Poszukiwania ekip lub firmy, która wykona prace, trzeba rozpocząć odpowiednio wcześniej, bo z lepszymi umawia się kilka miesięcy naprzód, albo w ogóle na przyszły rok. Większość polskich domów jest budowana systemem gospodarczym – inwestor sam znajduje i angażuje fachowców do poszczególnych robót: murarzy, cieśli, dekarzy itd. W wariancie wygodniejszym, z generalnym wykonawcą (zatrudnionym do całości prac, albo tylko do stanu surowego), to on odpowiada za organizację robót, najczęściej także za zaopatrzenie placu budowy w potrzebne materiały. W obu przypadkach doradzamy wybór wykonawców z polecenia, po obejrzeniu ich ostatnich dokonań. I podpisanie z nimi umowy, w której zostanie dokładnie opisany zakres prac, czas ich realizacji, harmonogram płatności – koniecznie powiązanych z postępem robót.
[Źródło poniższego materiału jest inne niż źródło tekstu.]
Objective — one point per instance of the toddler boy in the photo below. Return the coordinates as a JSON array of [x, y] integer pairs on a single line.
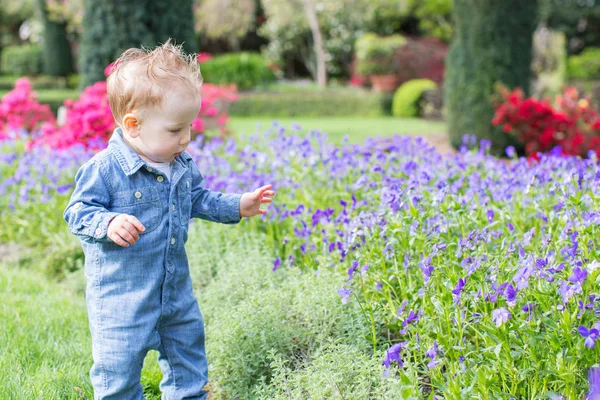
[[131, 207]]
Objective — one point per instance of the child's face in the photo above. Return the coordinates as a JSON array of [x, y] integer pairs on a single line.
[[161, 134]]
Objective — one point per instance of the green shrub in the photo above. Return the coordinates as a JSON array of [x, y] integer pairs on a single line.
[[310, 104], [492, 43], [7, 82], [375, 54], [585, 66], [22, 60], [407, 97], [252, 313], [336, 372], [246, 70]]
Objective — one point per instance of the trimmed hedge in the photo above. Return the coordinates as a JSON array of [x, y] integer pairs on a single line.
[[53, 97], [22, 60], [585, 66], [7, 82], [407, 97], [312, 104], [492, 43], [112, 26], [246, 70]]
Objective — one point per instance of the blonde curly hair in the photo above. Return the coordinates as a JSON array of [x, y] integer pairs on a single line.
[[140, 77]]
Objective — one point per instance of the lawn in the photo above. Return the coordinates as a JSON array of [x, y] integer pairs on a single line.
[[358, 129]]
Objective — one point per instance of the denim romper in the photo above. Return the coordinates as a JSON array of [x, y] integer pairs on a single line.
[[141, 297]]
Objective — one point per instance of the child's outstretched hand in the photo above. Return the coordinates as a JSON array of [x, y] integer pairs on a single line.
[[250, 202], [123, 230]]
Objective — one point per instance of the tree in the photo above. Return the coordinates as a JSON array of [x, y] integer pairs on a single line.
[[492, 43], [112, 26], [58, 58], [12, 14], [230, 20], [291, 29], [579, 20]]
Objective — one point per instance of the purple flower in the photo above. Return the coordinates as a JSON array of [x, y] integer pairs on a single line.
[[432, 354], [511, 152], [345, 293], [578, 275], [352, 269], [594, 380], [458, 289], [500, 316], [276, 264], [393, 354], [511, 295], [590, 336]]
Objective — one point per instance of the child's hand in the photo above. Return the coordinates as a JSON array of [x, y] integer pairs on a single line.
[[250, 202], [123, 230]]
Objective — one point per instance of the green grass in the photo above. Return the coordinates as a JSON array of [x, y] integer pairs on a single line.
[[357, 129], [45, 346]]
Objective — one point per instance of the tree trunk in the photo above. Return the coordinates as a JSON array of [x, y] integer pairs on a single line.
[[112, 26], [58, 57], [313, 22], [492, 43]]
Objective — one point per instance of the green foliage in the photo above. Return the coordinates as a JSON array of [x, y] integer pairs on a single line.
[[340, 23], [435, 17], [407, 97], [577, 19], [337, 371], [585, 66], [492, 43], [22, 60], [112, 26], [326, 103], [246, 70], [252, 313], [375, 54], [549, 64], [219, 19], [14, 12], [7, 82]]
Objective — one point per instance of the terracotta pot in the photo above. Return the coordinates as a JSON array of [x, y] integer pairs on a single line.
[[384, 83]]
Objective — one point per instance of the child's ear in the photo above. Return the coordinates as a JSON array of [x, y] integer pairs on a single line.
[[131, 124]]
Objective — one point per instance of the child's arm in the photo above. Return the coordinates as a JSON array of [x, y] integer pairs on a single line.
[[213, 206], [86, 213]]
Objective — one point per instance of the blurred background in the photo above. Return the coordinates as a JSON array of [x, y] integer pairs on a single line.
[[347, 67]]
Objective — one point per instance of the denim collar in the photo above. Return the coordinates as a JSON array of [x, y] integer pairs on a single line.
[[128, 159]]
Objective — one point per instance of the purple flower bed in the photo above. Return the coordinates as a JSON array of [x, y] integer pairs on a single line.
[[479, 276]]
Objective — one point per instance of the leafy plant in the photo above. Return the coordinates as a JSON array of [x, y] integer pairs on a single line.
[[375, 54]]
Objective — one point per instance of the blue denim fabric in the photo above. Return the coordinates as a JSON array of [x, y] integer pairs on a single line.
[[141, 297]]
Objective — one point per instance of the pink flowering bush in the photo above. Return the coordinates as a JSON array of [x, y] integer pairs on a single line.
[[89, 121], [21, 112]]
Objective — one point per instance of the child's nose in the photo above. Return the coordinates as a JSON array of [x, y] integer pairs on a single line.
[[185, 140]]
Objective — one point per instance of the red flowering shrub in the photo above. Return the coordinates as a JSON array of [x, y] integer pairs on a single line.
[[20, 112], [541, 126], [89, 121]]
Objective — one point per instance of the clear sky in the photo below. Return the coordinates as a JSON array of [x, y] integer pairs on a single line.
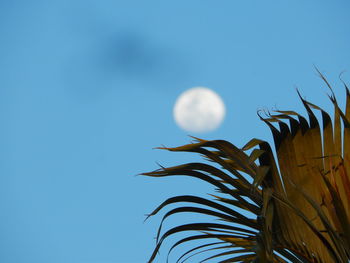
[[87, 90]]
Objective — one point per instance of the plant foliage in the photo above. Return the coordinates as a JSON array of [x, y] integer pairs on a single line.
[[300, 203]]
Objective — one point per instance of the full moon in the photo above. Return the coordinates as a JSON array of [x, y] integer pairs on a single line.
[[199, 110]]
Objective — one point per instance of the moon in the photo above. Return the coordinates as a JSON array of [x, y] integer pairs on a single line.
[[199, 109]]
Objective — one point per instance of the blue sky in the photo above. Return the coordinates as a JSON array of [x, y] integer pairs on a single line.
[[87, 90]]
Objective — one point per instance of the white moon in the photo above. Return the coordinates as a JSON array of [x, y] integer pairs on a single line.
[[199, 110]]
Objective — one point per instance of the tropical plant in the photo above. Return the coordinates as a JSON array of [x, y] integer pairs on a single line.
[[300, 204]]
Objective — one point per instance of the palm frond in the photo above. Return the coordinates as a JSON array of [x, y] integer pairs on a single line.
[[295, 208]]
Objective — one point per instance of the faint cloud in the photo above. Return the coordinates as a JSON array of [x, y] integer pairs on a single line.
[[102, 63]]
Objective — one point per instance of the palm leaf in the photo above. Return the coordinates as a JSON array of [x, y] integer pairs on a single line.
[[293, 209]]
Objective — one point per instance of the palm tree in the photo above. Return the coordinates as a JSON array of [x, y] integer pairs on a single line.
[[294, 210]]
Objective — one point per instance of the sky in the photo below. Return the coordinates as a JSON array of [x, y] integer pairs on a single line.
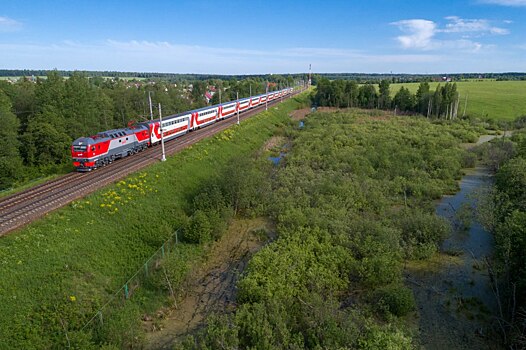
[[262, 37]]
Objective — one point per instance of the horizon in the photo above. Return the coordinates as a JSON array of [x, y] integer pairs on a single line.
[[202, 37]]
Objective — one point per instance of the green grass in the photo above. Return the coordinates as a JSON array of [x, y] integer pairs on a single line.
[[497, 100], [89, 248]]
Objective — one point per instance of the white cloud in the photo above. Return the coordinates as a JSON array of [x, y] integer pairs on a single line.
[[460, 25], [419, 33], [9, 25], [456, 34], [513, 3]]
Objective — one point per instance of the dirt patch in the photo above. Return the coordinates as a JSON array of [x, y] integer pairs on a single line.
[[447, 319], [300, 114], [275, 141], [210, 287]]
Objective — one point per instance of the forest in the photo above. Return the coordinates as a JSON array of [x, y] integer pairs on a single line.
[[503, 211], [352, 200], [441, 103], [41, 117]]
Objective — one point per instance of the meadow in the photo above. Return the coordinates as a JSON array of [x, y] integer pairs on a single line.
[[56, 272], [497, 100]]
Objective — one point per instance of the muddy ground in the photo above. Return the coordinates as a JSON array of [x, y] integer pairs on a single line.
[[211, 287], [456, 303]]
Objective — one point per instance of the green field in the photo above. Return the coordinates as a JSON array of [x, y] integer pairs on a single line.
[[497, 100], [56, 272]]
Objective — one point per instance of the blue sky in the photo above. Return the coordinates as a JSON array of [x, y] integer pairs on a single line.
[[259, 37]]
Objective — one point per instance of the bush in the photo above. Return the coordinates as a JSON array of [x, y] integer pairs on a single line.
[[199, 229], [395, 299]]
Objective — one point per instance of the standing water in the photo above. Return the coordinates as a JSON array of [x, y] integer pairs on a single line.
[[453, 292]]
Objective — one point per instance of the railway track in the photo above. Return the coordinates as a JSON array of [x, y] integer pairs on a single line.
[[24, 207]]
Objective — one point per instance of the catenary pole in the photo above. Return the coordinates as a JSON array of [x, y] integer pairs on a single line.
[[163, 157]]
W międzyczasie do placu budowy trzeba dociągnąć prąd i zapewnić zaopatrzenie w wodę (z sieci lub studni). Przed zimą budynek doprowadza się do stanu surowego zamkniętego, ewentualnie w otwartym zabezpiecza otwory na okna i drzwi, zabijając je deskami albo osłaniając folią.
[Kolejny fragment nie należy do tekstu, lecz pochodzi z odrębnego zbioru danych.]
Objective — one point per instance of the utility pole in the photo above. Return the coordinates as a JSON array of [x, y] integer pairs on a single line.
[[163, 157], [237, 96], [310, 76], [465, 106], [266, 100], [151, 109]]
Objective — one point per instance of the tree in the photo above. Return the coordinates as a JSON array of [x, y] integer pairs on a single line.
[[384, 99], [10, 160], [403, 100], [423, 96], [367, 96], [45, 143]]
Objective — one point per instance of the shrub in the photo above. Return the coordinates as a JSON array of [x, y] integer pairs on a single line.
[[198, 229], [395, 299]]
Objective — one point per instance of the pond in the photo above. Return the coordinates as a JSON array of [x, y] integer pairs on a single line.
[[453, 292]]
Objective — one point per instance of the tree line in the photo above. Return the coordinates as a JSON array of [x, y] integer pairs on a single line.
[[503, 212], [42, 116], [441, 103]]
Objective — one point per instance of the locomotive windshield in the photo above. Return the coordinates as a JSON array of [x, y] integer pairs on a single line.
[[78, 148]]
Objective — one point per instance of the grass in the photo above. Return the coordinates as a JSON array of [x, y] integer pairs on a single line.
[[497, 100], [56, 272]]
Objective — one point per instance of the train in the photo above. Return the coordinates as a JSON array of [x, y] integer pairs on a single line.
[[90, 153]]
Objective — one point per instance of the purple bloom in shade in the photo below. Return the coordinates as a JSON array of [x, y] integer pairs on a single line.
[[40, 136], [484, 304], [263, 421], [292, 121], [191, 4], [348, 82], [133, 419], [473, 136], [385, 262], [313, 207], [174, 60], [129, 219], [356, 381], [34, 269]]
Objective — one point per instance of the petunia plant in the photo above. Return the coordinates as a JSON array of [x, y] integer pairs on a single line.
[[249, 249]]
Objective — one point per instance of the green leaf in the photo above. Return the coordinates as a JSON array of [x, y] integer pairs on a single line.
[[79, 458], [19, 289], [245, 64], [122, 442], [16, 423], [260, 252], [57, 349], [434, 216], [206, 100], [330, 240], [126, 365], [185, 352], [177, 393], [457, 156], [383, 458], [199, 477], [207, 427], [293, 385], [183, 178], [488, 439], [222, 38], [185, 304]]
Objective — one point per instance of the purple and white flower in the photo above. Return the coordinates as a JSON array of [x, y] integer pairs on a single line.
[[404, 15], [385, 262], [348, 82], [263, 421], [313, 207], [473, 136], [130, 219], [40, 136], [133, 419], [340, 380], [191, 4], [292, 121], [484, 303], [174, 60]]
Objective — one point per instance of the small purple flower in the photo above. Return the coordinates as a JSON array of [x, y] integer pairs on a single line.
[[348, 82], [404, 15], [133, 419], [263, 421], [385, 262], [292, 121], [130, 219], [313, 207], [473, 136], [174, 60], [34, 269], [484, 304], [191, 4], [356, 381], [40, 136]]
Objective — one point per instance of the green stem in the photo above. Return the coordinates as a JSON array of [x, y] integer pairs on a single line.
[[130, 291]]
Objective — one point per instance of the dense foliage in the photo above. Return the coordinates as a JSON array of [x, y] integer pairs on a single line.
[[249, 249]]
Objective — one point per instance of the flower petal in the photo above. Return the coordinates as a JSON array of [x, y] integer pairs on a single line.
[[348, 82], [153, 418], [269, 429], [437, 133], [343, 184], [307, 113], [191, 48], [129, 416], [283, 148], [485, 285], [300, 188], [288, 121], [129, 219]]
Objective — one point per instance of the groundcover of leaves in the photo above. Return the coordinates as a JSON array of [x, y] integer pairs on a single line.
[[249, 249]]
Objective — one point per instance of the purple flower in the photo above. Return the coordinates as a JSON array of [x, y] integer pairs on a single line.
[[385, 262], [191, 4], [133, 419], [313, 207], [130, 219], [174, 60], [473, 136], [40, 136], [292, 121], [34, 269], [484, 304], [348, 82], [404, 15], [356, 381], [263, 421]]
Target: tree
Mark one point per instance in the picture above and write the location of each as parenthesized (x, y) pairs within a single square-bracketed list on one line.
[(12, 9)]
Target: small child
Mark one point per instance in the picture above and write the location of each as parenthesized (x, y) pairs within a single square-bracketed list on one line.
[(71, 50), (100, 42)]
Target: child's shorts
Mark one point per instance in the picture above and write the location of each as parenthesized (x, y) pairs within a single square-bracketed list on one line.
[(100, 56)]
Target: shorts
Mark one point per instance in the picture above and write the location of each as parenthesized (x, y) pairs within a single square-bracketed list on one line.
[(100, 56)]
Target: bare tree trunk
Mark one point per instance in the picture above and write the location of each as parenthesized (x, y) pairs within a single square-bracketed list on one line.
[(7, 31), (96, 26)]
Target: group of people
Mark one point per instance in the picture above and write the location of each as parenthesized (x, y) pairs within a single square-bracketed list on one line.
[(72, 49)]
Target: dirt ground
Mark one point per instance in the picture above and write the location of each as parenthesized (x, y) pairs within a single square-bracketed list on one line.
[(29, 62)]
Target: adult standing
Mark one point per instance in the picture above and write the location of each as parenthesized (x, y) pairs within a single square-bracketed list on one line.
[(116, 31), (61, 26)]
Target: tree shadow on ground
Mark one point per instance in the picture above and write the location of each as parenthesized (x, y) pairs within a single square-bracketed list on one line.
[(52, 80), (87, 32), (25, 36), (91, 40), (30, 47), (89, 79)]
Dom murowany do stanu surowego stawia się kilkanaście tygodni, drewniany kilka, prefabrykowany powstaje w parę dni. Większość ważnych decyzji, dotyczących robót na tym etapie (jaki fundament, z czego ściany, jaki dach?) inwestor podjął wcześniej, podczas wybierania projektu. Teraz pozostaje mu doglądanie robotników i – jeśli im tego nie zlecił – dbanie, żeby na budowie niczego nie zbrakło.